В школе тепло, перед уроками можно позаниматься.
Долговязый, с тонкой шеей, бледным лицом и горбинкой на носу пожилой немец запрягает лошадь. Немец часто кашляет. Ночью был снег, дорогу перемело. Спрашиваю: «Фриц, подвези до школы». На что он отвечает: «Нихьт Фриц, их Пауль, гут». Говорю: «Фашист». Немец побледнел еще больше: «Нет наци, их социалист». Я вытаскиваю картофелину, разламываю. Немец перестает запрягать. Смотрит на меня печальными серыми глазами и сглатывает слюну. Я вытаскиваю пару картофелин, протягиваю Паулю. Стоит как завороженный, берет, руки трясутся, в глазах слезы, низко кланяется – благодарит. Не очищая, откусывает картофелину небольшими кусочками. Спохватился: вытаскивает из кармана корочку хлеба и сует мне.
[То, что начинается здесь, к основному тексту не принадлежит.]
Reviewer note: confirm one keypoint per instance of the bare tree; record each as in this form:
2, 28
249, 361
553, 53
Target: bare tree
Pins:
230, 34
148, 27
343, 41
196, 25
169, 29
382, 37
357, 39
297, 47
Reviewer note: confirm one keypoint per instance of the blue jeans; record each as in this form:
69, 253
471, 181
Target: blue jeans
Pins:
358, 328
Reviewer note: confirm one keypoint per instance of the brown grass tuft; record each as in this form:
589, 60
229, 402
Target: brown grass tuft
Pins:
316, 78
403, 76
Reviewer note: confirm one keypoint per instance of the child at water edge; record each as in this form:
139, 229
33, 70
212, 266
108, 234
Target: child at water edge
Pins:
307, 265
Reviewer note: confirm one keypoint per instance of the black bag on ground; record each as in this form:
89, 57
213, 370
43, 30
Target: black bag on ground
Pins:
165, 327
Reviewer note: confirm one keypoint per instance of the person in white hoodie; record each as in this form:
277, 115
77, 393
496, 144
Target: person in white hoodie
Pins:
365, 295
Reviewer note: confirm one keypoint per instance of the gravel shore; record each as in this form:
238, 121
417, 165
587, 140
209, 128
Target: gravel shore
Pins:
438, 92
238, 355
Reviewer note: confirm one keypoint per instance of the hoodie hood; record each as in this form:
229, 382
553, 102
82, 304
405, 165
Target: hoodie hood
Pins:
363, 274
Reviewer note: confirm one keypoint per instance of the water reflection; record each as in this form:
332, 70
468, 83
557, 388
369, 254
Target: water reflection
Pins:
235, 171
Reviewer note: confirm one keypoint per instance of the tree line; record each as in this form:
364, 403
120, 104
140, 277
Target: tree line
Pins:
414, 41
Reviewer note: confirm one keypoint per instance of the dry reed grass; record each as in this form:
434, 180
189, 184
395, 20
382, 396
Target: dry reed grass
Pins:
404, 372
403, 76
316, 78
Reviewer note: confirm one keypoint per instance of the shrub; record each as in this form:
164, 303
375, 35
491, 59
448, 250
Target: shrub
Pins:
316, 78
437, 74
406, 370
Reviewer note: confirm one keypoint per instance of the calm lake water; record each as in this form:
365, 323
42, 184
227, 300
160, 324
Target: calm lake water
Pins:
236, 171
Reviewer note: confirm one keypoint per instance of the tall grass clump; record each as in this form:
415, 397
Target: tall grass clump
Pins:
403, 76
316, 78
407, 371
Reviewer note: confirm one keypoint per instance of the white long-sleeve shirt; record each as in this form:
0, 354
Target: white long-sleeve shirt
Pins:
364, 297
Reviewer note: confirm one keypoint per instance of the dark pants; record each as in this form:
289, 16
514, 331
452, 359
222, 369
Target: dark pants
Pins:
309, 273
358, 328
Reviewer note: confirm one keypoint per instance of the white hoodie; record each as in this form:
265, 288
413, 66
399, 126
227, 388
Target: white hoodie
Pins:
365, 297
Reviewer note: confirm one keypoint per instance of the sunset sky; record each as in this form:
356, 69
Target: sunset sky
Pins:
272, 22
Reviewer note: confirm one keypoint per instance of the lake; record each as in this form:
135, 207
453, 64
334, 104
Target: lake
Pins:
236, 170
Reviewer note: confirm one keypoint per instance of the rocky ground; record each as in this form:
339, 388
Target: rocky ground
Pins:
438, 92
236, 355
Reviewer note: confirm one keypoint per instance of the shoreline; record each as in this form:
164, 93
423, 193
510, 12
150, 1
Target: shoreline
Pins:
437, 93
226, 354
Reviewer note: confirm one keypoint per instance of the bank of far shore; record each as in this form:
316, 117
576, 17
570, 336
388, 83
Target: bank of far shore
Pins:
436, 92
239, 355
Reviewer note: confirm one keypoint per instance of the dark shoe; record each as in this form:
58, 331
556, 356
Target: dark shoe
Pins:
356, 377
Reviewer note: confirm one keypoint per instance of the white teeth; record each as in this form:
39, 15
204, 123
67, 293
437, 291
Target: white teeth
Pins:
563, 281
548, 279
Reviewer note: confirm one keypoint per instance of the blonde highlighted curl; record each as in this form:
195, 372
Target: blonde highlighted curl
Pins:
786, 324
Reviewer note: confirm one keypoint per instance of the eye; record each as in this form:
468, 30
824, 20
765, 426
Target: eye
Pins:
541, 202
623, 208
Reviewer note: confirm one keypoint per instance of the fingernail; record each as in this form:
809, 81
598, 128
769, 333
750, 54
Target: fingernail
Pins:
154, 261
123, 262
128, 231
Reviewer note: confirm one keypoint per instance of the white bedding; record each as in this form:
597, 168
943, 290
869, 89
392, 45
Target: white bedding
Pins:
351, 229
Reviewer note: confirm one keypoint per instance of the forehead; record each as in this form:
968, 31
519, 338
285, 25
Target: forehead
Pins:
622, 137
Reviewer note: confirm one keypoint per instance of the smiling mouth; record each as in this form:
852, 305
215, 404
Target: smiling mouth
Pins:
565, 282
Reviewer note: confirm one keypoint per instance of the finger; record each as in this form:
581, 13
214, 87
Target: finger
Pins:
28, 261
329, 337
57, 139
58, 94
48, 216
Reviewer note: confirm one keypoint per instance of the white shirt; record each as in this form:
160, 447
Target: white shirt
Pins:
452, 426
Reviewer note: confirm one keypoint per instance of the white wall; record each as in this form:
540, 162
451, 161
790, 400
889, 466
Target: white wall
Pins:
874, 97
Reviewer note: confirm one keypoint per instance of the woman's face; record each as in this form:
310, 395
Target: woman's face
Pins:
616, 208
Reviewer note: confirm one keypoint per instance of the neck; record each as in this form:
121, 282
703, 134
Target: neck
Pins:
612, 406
Просит: «Возьмите, пожалуйста». Я отказываюсь, не беру. Пробуем говорить на смешанном русско-немецком языке. В классе грамматику учили дотошно, но запас слов невелик. Спрашивает, как звать. Отвечаю: «Шура». Долго молчит. Не поймет, что же такое Шура. Объясняю: Александр Чебыкин из деревни Чебыки. Пауль восклицает: «О, Александр! О, Александр!».
Пробует объяснить, что дома трое «киндер». Показывает на мои брови – такой старший сын Ганс по грудь – это дочь Марта и по колени – это маленький Питер. Они похожи на меня: тоже беленькие, но глаза как небо, голубые-голубые.
Каждое утро я выскакиваю из холодного помещения, вручаю Паулю пару горячих картофелин. Он улыбается. Пауль старается изучать русский язык, а я зубрю немецкий. Разговор стал получаться понятный. Выясняется, что он из города Франкфурта-на-Майне. Был токарем на заводе, в 1944 году попал под тотальную мобилизацию, хотя у него слабые легкие – хронический бронхит.